De rechtbank is van oordeel dat door te trappen op het hoofd, meer specifiek in het gezicht, de kans aanmerkelijk is te achten dat er zwaar lichamelijk letsel optreedt. Hoewel niet kan worden vastgesteld met welke kracht er is getrapt, kan de rechtbank namelijk wel vaststellen dat dit met enige kracht is gebeurd aangezien het hoofd van [slachtoffer 1] door het trappen van verdachte opstuitert. De kans dat dergelijke trappen leiden tot botbreuken in het gezicht waarvoor medisch ingrijpen noodzakelijk is en/of volledig herstel niet mogelijk of zeer langdurig zal zijn, acht de rechtbank aanmerkelijk. De rechtbank is dan ook van oordeel dat de gedragingen van verdachte naar hun uiterlijke verschijningsvorm kunnen worden aangemerkt als zozeer op het toebrengen van zwaar lichamelijk letsel gericht te zijn dat het, behoudens aanwijzingen voor het tegendeel, niet anders kan zijn dan dat verdachte de aanmerkelijke kans op het betreffende gevolg bewust heeft aanvaard. Van contra-indicaties is de rechtbank niet gebleken. De rechtbank acht de subsidiair ten laste gelegde poging tot zware mishandeling daarom bewezen.
3.3.4.
Medeplegen
Voor een bewezenverklaring van medeplegen dient volgens vaste rechtspraak vast komen te staan dat bij het begaan van het strafbare feit sprake is geweest van een voldoende nauwe en bewuste samenwerking met een ander of anderen. Het accent ligt daarbij op de samenwerking en minder op de vraag wie welke feitelijke handelingen heeft verricht. De vraag wanneer de samenwerking zo nauw en bewust is geweest dat sprake is van medeplegen kan niet in algemene zin worden beantwoord, maar vergt een beoordeling van de concrete omstandigheden van het geval.
In dit verband stelt de rechtbank voorop dat uit de bewijsmiddelen volgt dat er een groep jongens (waaronder verdachte) op [slachtoffer 1] , [aangever 2] , [aangever] en [aangever 3] komt aflopen en geweld begint uit te oefenen. De geweldshandelingen volgen elkaar hier telkens op. Verdachte en de groep waar hij bij hoort hebben kennelijk één gemeenschappelijk doel: de confrontatie zoeken en vechten met de groep waar [slachtoffer 1] bij hoort. Verdachte en (een deel van) de rest van zijn groep zijn in elkaars bijzijn bezig met het gevecht, wisselen elkaar ook af en volgen elkaar op in het geweld.

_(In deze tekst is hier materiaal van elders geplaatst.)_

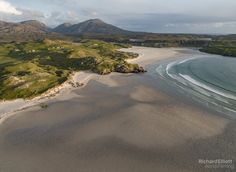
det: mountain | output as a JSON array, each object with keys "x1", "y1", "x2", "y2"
[
  {"x1": 53, "y1": 19, "x2": 131, "y2": 35},
  {"x1": 0, "y1": 20, "x2": 58, "y2": 42}
]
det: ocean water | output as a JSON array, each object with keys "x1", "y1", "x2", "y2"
[{"x1": 156, "y1": 55, "x2": 236, "y2": 118}]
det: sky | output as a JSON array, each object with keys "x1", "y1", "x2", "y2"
[{"x1": 0, "y1": 0, "x2": 236, "y2": 34}]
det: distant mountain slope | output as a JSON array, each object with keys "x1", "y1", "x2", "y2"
[
  {"x1": 0, "y1": 20, "x2": 61, "y2": 42},
  {"x1": 53, "y1": 19, "x2": 131, "y2": 35}
]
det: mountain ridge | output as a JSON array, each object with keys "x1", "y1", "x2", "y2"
[{"x1": 53, "y1": 19, "x2": 131, "y2": 35}]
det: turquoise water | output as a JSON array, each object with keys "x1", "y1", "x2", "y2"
[{"x1": 157, "y1": 55, "x2": 236, "y2": 118}]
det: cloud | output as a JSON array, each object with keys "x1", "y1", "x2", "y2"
[{"x1": 0, "y1": 0, "x2": 22, "y2": 15}]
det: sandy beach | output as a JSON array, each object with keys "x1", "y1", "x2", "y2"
[{"x1": 0, "y1": 47, "x2": 236, "y2": 172}]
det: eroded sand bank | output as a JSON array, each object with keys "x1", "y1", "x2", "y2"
[{"x1": 0, "y1": 47, "x2": 236, "y2": 172}]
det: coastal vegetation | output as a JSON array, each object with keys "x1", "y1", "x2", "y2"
[
  {"x1": 0, "y1": 39, "x2": 144, "y2": 100},
  {"x1": 200, "y1": 41, "x2": 236, "y2": 57}
]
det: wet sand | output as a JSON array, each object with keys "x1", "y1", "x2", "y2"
[{"x1": 0, "y1": 47, "x2": 236, "y2": 172}]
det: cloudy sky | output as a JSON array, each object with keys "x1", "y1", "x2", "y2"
[{"x1": 0, "y1": 0, "x2": 236, "y2": 34}]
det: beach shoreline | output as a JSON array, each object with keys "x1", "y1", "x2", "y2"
[
  {"x1": 0, "y1": 47, "x2": 236, "y2": 172},
  {"x1": 0, "y1": 46, "x2": 181, "y2": 124}
]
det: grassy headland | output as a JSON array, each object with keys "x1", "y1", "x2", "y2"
[
  {"x1": 0, "y1": 40, "x2": 144, "y2": 100},
  {"x1": 200, "y1": 40, "x2": 236, "y2": 57}
]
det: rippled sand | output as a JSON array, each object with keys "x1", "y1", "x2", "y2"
[{"x1": 0, "y1": 47, "x2": 236, "y2": 172}]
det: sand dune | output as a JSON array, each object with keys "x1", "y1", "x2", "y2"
[{"x1": 0, "y1": 47, "x2": 236, "y2": 172}]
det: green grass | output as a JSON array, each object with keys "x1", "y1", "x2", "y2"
[
  {"x1": 200, "y1": 41, "x2": 236, "y2": 57},
  {"x1": 0, "y1": 40, "x2": 143, "y2": 100}
]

Verdachte en [medeverdachte 1] hebben zich op geen enkel moment gedistantieerd van het geweld of iets gedaan om erger te voorkomen. In tegendeel: ze besloten in deze gevechtsconfrontatie allebei tegen dan wel op het hoofd van [slachtoffer 1] te schoppen en te trappen, terwijl [slachtoffer 1] (bewusteloos) op de grond lag. Anders dan de verdediging acht de rechtbank het in de gegeven omstandigheden niet van belang dat verdachte met zijn rug naar [slachtoffer 1] stond toen de medeverdachten geweld hebben uitgeoefend op [slachtoffer 1] , omdat het geweld van de groep van verdachte tegen de aangevers al gaande was en verdachte hieraan al deelnam. De rechtbank is gelet hierop van oordeel dat verdachte nauw en bewust met een ander heeft samengewerkt en een wezenlijke en substantiële bijdrage aan het toegepaste geweld heeft geleverd.
De rechtbank acht op grond van het voorgaande bewezen dat verdachte zich samen met een ander schuldig heeft gemaakt aan de onder feit 1 subsidiair tenlastegelegde poging tot zware mishandeling van [slachtoffer 1] .
3.3.5.
Openlijke geweldpleging
Voor een bewezenverklaring van openlijke geweldpleging is onder andere vereist dat de verdachte een voldoende significante en wezenlijke bijdrage heeft geleverd aan het geweld (van de groep). De rechtbank heeft hierboven al vastgesteld dat verdachte (op de parkeerplaats, zijnde een voor het publiek toegankelijke plaats) geweld heeft gebruikt tegen [slachtoffer 1] . Daarnaast is ook door de medeverdachte(n) geweld toegepast tegen [slachtoffer 1] en de andere aangevers, zoals onder meer blijkt uit de ter zitting bekeken camerabeelden en de beschrijving van andere camerabeelden waarop geweldshandelingen van een grotere afstand te zien zijn. Aangever [aangever] verklaart dat er iemand op zijn hoofd sloeg. Aangevers [aangever 2] en [aangever 3] verklaren beiden ook geslagen te zijn. De rechtbank constateert aan de hand van het dossier dan ook – in tegenstelling tot de verdediging – dat de door de groep van verdachte gepleegde geweldshandelingen elkaar hebben afgewisseld en gericht waren tegen alle aangevers ( [slachtoffer 1] , [aangever] , [aangever 2] en [aangever 3] ). Aangevers bevonden zich zonder aanleiding opeens in een explosie van geweld, toegepast door verdachte en de groep waar hij toe behoorde.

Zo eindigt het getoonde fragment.